North Korea’s fearsome new nukes are capable of destroying a US naval base 6,000 miles away in CALIFORNIA, top missile expert warns
NORTH Korea’s new nukes could soon be capable of destroying a US naval base some 6,000 miles away in California, a leading expert has warned.
Kim Jong-un caused a stir once again when he test-fired his Hwasong-14 rocket on July 4 – America’s Independence Day.
The missile is currently estimated to have a range of 4,000-5,000 miles – enough to reach Alaska or Hawaii, according to aerospace engineer John Schilling.
He said: "If the Hwasong-14 is put together the way we think it is, it can probably do a bit better than that when all the bugs are worked out."
Speaking to 38 North – a monitoring project linked to Johns Hopkins University in Baltimore, USA – Schilling warned the rocket is "likely" to be able to deliver a half-tonne warhead to San Diego within two years.
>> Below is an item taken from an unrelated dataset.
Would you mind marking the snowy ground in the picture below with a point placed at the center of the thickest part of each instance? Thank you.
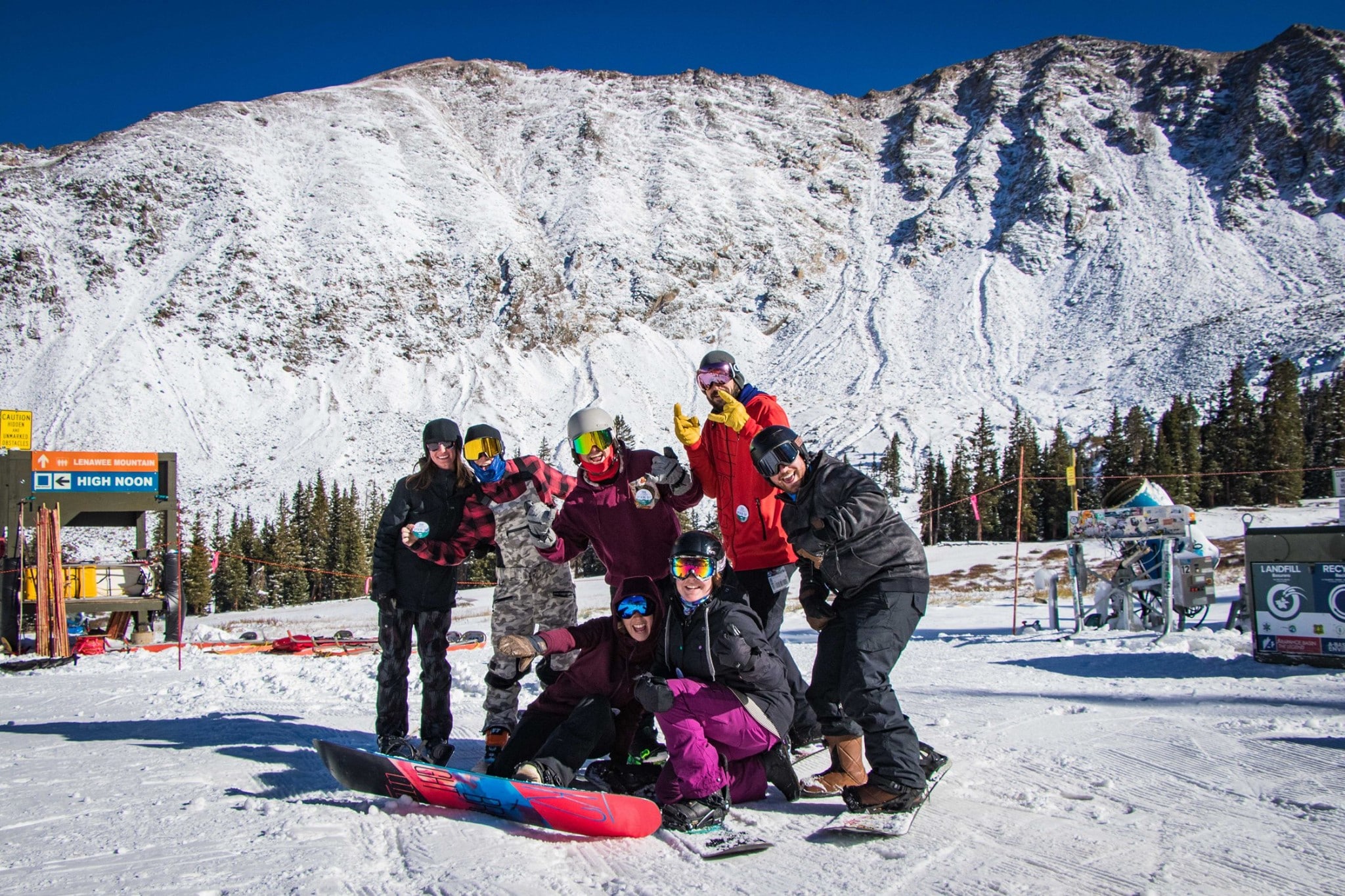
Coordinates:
(1103, 763)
Schilling added: "The North Koreans won't be able to achieve this performance tomorrow, but they likely will eventually."
At present it would be "lucky to hit even a city-sized target", due to limits to its re-entry technology, he said.
But with "a year or two of additional testing and development", he added, "it will likely become a missile that can reliably deliver a single nuclear warhead to targets along the US west coast, possibly with enough accuracy to destroy soft military targets like naval bases", such as that at San Diego in California.
The North's missile technology – which it is banned from developing by the UN Security Council – has advanced rapidly under Kim, ramping up tensions between Pyongyang and Washington.
The impoverished state has also staged five nuclear tests – including two last year.
Washington is set to to propose tougher UN sanctions against the North, but analysts say they will have a limited impact unless China – the North's only major ally – steps up pressure.
Beijing is reluctant to risk destabilising the North, fearing a potential influx of refugees along the frontier or US troops stationed on its border in a unified Korea.